The hastily arranged set-up at a construction site on the dead-end street across from the park proved ideal for a concert. Flanked by a marine supply store on one side, an apartment complex on the other and a huge yellow bulldozer in the back of the set, the street and adjoining parking lot provided more than enough space for hundreds of worshippers to gather, sing and dance.

“We’re here as a peaceful protest,” said Megan Delahunty, 28, of Seattle. “They’re trying to shut down churches and in California, they’ve even banned singing (in churches).” In July, three organizations sued California over this ban.

“It’s obvious what their intent is,” she continued. “As goes California, so goes the world. There’s no reason to be silent. We’ve been silent for too long.”

Unlike the CHOP gathering, which attracted dozens of protesters who tried shouting down the concert, poured super glue onto one of the musicians’ keyboards and tried cutting off power to the concert generators, there were almost no naysayers at Monday’s concert.

Jade, 38, a man who refused to give his last name and who identified himself as a gay “nonaffiliated” Christian, brought a pack of 50 masks and tried passing them out to the crowd. As of a half-hour before the start, no one had taken any. “Passersby seemed to think God would keep them safe,” he said. “But I’ve seen a lot of hugging go on. This is a big deal for me.”

But Trevor, 42, a homeless man living in Gas Works Park who also would not give his last name, sided with Feucht’s crowd. “I think it’s horrible that people went to pray and the park got shut down,” he said. “People come here all day and drink, and no one shuts them down. And for the most part, people don’t wear masks here.”

The concert, which was livestreamed on multiple platforms, was about 90 minutes of singing and a half-hour of preaching and taking the offering. Feucht, who was dressed in a green-and-yellow Seattle SuperSonics jersey, beige cutoffs, and Birkenstocks, didn’t reveal how much it is costing him to mount nightly concerts in several dozen cities around the country before the November election.

But he did say a $50,000 check paid for the prior night’s open-air concert on the steps of the California state Capitol in Sacramento. That event, for which Feucht had a permit, attracted thousands in searing temperatures to hear him.

Feucht got the idea for the worship events in the spring, after a failed campaign for Congress.

Unhappy about losing the primary election, Feucht said, he was casting about for another purpose in life when COVID-19 hit the country and California began sanctioning worship meetings of all kinds.

In early July, after California Gov. Gavin Newsom had just laid more restrictions on churches, Feucht said he had to stand up to it all.
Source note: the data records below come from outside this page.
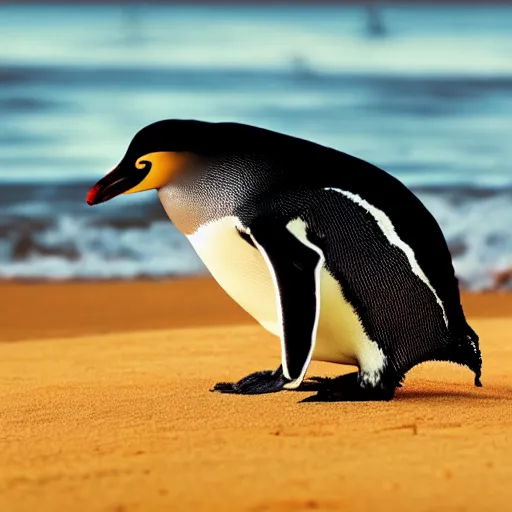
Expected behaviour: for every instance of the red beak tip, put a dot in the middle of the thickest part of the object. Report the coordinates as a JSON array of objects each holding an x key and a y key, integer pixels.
[{"x": 91, "y": 196}]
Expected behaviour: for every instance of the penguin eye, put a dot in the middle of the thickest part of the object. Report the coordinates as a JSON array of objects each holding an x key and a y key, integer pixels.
[{"x": 143, "y": 165}]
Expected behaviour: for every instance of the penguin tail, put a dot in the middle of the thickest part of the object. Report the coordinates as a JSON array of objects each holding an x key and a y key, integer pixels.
[{"x": 465, "y": 350}]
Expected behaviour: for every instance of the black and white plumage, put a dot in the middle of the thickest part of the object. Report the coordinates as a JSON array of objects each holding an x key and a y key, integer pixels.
[{"x": 329, "y": 252}]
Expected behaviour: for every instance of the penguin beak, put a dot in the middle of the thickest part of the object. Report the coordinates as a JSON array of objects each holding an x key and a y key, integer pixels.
[{"x": 113, "y": 184}]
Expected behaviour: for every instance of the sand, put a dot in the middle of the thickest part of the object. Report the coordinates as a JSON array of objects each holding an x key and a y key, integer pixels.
[{"x": 105, "y": 405}]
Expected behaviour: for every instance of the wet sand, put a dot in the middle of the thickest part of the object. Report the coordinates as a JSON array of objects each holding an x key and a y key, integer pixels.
[{"x": 105, "y": 405}]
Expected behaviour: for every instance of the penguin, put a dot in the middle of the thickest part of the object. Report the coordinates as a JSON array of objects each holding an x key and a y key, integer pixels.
[{"x": 328, "y": 252}]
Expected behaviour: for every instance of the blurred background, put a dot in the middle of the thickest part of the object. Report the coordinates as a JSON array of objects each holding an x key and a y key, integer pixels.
[{"x": 423, "y": 91}]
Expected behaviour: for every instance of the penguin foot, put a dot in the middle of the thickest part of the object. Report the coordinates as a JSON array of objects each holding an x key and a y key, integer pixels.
[
  {"x": 254, "y": 384},
  {"x": 347, "y": 388}
]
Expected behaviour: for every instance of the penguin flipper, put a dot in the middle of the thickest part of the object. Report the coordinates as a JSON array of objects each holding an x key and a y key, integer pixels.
[{"x": 295, "y": 269}]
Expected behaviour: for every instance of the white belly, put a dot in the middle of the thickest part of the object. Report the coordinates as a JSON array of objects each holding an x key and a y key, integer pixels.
[{"x": 241, "y": 270}]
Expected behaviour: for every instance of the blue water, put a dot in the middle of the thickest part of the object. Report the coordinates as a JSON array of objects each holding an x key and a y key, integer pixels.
[{"x": 429, "y": 99}]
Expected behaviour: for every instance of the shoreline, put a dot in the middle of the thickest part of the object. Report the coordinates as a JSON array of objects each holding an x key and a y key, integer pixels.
[{"x": 106, "y": 405}]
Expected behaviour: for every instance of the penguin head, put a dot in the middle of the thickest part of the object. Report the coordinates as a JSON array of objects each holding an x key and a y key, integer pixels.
[{"x": 156, "y": 155}]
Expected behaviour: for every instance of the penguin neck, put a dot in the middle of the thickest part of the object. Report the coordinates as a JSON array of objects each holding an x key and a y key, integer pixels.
[{"x": 190, "y": 206}]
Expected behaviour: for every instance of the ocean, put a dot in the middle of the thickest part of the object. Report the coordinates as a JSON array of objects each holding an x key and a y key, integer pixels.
[{"x": 423, "y": 92}]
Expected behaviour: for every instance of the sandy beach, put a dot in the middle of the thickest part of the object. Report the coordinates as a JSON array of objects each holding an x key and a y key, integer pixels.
[{"x": 105, "y": 406}]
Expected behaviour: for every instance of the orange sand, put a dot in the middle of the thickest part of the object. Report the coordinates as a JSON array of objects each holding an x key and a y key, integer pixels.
[{"x": 104, "y": 406}]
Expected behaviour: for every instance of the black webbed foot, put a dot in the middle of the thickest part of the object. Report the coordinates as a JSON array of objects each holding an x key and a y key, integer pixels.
[
  {"x": 254, "y": 384},
  {"x": 347, "y": 388}
]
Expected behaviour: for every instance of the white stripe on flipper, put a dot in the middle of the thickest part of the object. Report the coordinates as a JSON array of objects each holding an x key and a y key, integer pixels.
[
  {"x": 297, "y": 228},
  {"x": 387, "y": 228},
  {"x": 286, "y": 372},
  {"x": 301, "y": 236}
]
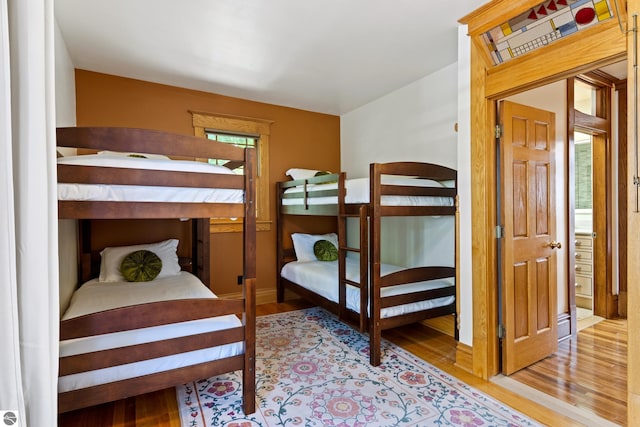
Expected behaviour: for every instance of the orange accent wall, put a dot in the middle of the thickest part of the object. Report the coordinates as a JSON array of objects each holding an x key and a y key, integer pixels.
[{"x": 298, "y": 139}]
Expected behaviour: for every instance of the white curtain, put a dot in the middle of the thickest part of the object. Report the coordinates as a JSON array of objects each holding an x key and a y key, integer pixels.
[{"x": 29, "y": 311}]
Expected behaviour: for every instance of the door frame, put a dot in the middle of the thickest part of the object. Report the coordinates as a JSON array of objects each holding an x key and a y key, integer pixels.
[{"x": 600, "y": 45}]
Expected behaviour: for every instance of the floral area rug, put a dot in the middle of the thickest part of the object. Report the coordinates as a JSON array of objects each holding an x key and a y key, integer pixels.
[{"x": 313, "y": 370}]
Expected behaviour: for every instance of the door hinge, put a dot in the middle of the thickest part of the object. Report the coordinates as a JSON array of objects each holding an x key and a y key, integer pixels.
[{"x": 498, "y": 131}]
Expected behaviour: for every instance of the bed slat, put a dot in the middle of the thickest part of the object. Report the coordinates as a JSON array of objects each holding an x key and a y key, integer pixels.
[{"x": 146, "y": 315}]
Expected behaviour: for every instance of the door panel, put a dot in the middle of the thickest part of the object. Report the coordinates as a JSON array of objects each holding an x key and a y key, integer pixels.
[{"x": 528, "y": 264}]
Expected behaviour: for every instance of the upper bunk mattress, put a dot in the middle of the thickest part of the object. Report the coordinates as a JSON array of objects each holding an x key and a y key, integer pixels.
[
  {"x": 135, "y": 193},
  {"x": 321, "y": 277},
  {"x": 357, "y": 192}
]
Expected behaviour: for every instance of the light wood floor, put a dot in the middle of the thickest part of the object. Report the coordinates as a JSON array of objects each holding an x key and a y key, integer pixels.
[{"x": 160, "y": 408}]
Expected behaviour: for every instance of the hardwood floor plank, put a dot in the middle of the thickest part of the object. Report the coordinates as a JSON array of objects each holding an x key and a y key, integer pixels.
[{"x": 589, "y": 373}]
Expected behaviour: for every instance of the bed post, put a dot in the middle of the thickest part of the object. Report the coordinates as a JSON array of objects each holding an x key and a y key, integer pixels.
[
  {"x": 375, "y": 329},
  {"x": 249, "y": 318},
  {"x": 279, "y": 244},
  {"x": 202, "y": 250}
]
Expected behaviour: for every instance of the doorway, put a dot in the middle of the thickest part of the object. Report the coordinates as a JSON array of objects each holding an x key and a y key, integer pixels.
[
  {"x": 590, "y": 161},
  {"x": 597, "y": 46}
]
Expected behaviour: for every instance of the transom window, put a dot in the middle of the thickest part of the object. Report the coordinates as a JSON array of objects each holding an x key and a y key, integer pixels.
[
  {"x": 242, "y": 141},
  {"x": 243, "y": 132}
]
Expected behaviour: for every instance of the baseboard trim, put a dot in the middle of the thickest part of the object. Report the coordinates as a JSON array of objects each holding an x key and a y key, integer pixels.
[
  {"x": 263, "y": 296},
  {"x": 464, "y": 357},
  {"x": 444, "y": 324}
]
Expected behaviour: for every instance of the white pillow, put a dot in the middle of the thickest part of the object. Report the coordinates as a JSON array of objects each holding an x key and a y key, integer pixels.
[
  {"x": 296, "y": 173},
  {"x": 303, "y": 244},
  {"x": 145, "y": 155},
  {"x": 112, "y": 258}
]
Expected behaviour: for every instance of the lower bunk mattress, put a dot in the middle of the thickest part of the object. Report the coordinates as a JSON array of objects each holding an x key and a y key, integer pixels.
[
  {"x": 321, "y": 278},
  {"x": 95, "y": 296}
]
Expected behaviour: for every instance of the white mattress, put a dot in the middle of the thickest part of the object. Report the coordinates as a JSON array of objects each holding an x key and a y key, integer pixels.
[
  {"x": 321, "y": 277},
  {"x": 358, "y": 192},
  {"x": 96, "y": 296},
  {"x": 132, "y": 193}
]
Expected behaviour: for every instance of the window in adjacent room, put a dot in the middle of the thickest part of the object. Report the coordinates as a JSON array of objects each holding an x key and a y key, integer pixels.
[{"x": 243, "y": 132}]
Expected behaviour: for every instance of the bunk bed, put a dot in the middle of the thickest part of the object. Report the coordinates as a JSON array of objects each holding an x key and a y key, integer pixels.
[
  {"x": 357, "y": 286},
  {"x": 137, "y": 337}
]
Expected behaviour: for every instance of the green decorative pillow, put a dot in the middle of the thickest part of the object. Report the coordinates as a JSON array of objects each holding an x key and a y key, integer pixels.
[
  {"x": 141, "y": 266},
  {"x": 325, "y": 250},
  {"x": 323, "y": 173}
]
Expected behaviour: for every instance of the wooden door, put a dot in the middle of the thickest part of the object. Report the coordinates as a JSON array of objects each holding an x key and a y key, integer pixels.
[{"x": 529, "y": 262}]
He organized an impromptu July 9 concert on San Francisco’s Golden Gate Bridge that attracted 400 people for a worship service.
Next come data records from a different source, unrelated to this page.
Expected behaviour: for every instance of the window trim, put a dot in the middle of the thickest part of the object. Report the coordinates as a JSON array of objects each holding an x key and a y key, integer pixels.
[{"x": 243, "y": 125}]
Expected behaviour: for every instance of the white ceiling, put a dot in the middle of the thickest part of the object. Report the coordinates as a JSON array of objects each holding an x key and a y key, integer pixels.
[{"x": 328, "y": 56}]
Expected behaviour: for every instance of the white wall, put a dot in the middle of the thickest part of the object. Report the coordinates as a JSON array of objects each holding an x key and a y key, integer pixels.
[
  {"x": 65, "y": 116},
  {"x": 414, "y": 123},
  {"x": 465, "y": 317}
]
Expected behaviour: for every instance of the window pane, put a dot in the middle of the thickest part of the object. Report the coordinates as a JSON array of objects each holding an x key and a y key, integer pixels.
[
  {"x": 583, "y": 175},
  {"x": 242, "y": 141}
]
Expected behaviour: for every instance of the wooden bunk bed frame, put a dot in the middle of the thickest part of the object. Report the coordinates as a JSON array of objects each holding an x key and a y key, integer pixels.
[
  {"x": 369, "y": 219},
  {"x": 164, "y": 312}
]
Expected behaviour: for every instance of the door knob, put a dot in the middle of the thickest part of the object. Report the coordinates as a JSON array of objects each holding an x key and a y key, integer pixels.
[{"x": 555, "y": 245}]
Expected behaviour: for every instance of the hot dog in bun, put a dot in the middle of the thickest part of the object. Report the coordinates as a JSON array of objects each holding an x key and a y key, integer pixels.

Feucht tried staging a second event, in San Diego, and it attracted 5,000. He knew he was onto something.

“So we declared a new Jesus movement,” he said on a recent podcast with lifestyle supplement entrepreneur David Harris Jr. “We feel this call to target cities under extreme turmoil, despair and brokenness. That’s why we’ve gone into downtown Portland a block from the riots; we’ve gone into CHOP in Seattle. God’s really writing a different story there. There’s a lot of people wanting to experience God in these cities.”
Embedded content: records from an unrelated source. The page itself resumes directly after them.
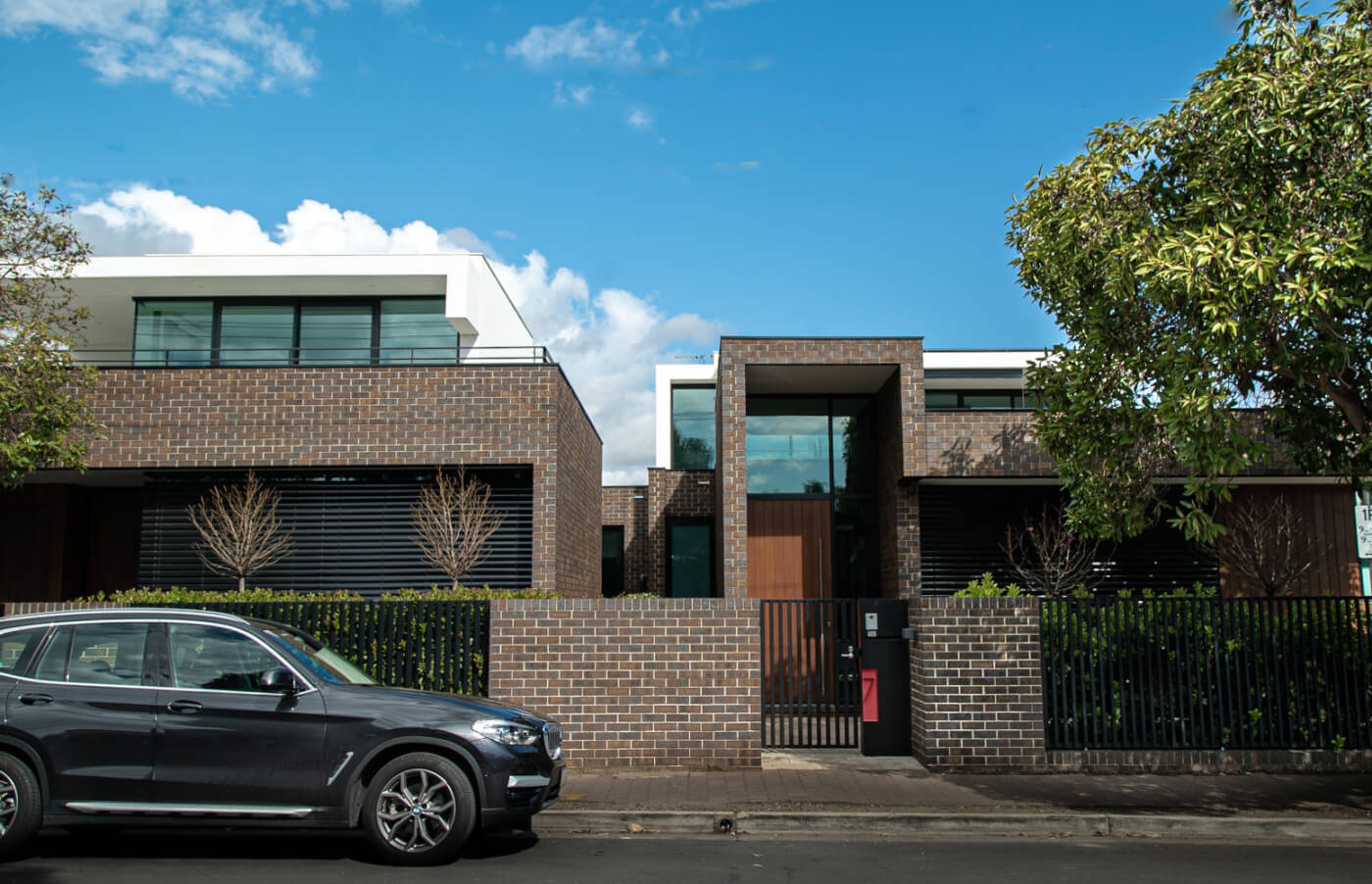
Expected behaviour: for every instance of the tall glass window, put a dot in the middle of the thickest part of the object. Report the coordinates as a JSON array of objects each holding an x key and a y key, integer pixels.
[
  {"x": 854, "y": 447},
  {"x": 689, "y": 555},
  {"x": 416, "y": 332},
  {"x": 337, "y": 334},
  {"x": 788, "y": 447},
  {"x": 257, "y": 334},
  {"x": 173, "y": 332},
  {"x": 693, "y": 427}
]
On Friday, Feucht and his team will head on the road for 14 more rallies, starting in Fort Collins, Colorado, and followed by concerts in Colorado Springs, Minneapolis and, on September 16, Kenosha, Wisconsin, site of recent riots involving the police shooting of 29-year-old Jacob Blake, a black man.

Feucht’s last rally will be on October 25 on the Mall in Washington, D.C.

Feucht isn’t saying what he intends to do after the presidential election, choosing instead to stage as many concerts as possible as long as the weather holds out across the country. Near the end of Monday night’s concert, he called up two police officers and had the crowd pray for them.

“We’ve seen people saved, healed, baptized and it’s probably a long time since the police have felt encouraged,” he said. “There’s a lot to celebrate tonight.”